Forum Moderators: open
If the URLs were example.com and www.example.com, or example.com/foo.html and example.org/bar.html then this would still happen.
I can't think of a domain that should have www.example.com and example.com to check that they haven't also started to assume that those two URLs could be merged
Depending how you code your website, you could easily do some things that slow the merging down. For example, if you have the code generate the absolute URL from whatever URL the current page is, would cause the server to return different pages for different domains.
And the other curious thing is:
domain.com has PR6 as usual
www.domain.com has PR0
very weird thing, isn't it?
Any conclusions or suggestions what to do to get this problem fixed? You know, having PR0 on www.dom.com is not very desirable!
www.domain.com
domain.com
www.domain.com/%1F
www.domain.com/?tracking=code
I have seen this happen once or twice a year for the last few years and it usually takes "more than days and less than months" until G realizes all of the pages are the same and merges them. During this process I usually see a loss of internal PR and lose 90% or more of the keywords I rank for.
This time is no exception and appears to have started sometime around the end of May and the main page was gone from the serps completely and internal pages fell several spots. Everytime this has happened, once G resolves this issue, all rankings return to normal +/- 1 or 2 spots.

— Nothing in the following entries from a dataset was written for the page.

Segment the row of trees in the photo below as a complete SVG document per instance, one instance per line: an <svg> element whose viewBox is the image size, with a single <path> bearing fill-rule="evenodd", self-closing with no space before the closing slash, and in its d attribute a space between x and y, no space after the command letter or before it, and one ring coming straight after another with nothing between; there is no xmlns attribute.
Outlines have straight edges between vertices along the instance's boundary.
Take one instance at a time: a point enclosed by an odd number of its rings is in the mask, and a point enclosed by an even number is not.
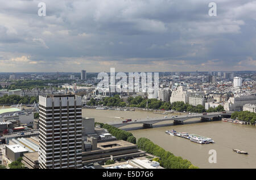
<svg viewBox="0 0 256 180"><path fill-rule="evenodd" d="M45 87L48 87L48 84L53 84L56 87L58 84L67 83L71 82L71 80L18 80L14 82L11 85L7 87L9 90L14 90L16 89L32 89L38 87L43 89Z"/></svg>
<svg viewBox="0 0 256 180"><path fill-rule="evenodd" d="M108 124L95 122L95 125L98 125L101 127L108 130L109 133L116 137L118 140L123 140L133 144L136 144L136 138L131 132L119 129Z"/></svg>
<svg viewBox="0 0 256 180"><path fill-rule="evenodd" d="M254 125L256 122L256 113L248 111L235 112L231 114L231 118L234 119L237 118L240 121L246 121Z"/></svg>
<svg viewBox="0 0 256 180"><path fill-rule="evenodd" d="M150 140L141 138L137 142L139 148L147 153L160 158L159 160L160 165L167 169L196 169L199 168L191 164L187 160L184 160L181 157L175 156L171 152L154 144Z"/></svg>
<svg viewBox="0 0 256 180"><path fill-rule="evenodd" d="M208 110L206 110L205 107L201 105L193 106L188 104L185 104L183 101L174 102L171 104L170 102L163 102L155 98L143 98L141 96L137 96L135 97L129 97L127 101L128 104L126 104L125 102L122 101L119 95L115 95L114 97L105 97L102 101L100 102L97 102L94 99L92 98L90 101L87 103L87 105L90 106L103 105L104 106L107 106L122 107L127 106L130 107L145 108L147 107L147 107L149 109L173 109L179 112L185 111L198 113L202 113L207 112L209 113L217 112L224 110L224 107L220 105L215 108L210 108Z"/></svg>
<svg viewBox="0 0 256 180"><path fill-rule="evenodd" d="M26 169L24 164L21 162L22 157L19 157L16 161L13 161L8 165L10 169Z"/></svg>
<svg viewBox="0 0 256 180"><path fill-rule="evenodd" d="M20 97L18 95L4 95L0 97L1 104L33 104L34 102L37 103L38 102L38 96L24 96Z"/></svg>
<svg viewBox="0 0 256 180"><path fill-rule="evenodd" d="M86 103L88 106L95 106L99 105L103 105L107 106L119 106L125 107L126 106L125 102L123 102L121 99L119 95L114 95L114 97L106 97L102 101L96 101L95 99L92 98L90 101Z"/></svg>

There is absolutely no reason why someone should not have a different page on www.example.com and example.com - do we think that Google should fail to list one of those perfectly valid sites? I hope not.
Google is excellent at dealing with duplicate content - it merges the two URLs and credits whichever one stays with the backlinks (and PR) of both.
If we have two URLs with different content (or content that changes between the times Googlebot asks for the two URLs) then we should not be surprised to see each one listed.
Would any members here deliberately deliver different content?
It may be legal to do so but I suspect the answer is 'no'.
Kaled.
I've seen you mention several times that you are a programmer. When you open a file, do you check for an error?
What you are suggesting is worse than assuming that there is no error when you open a file.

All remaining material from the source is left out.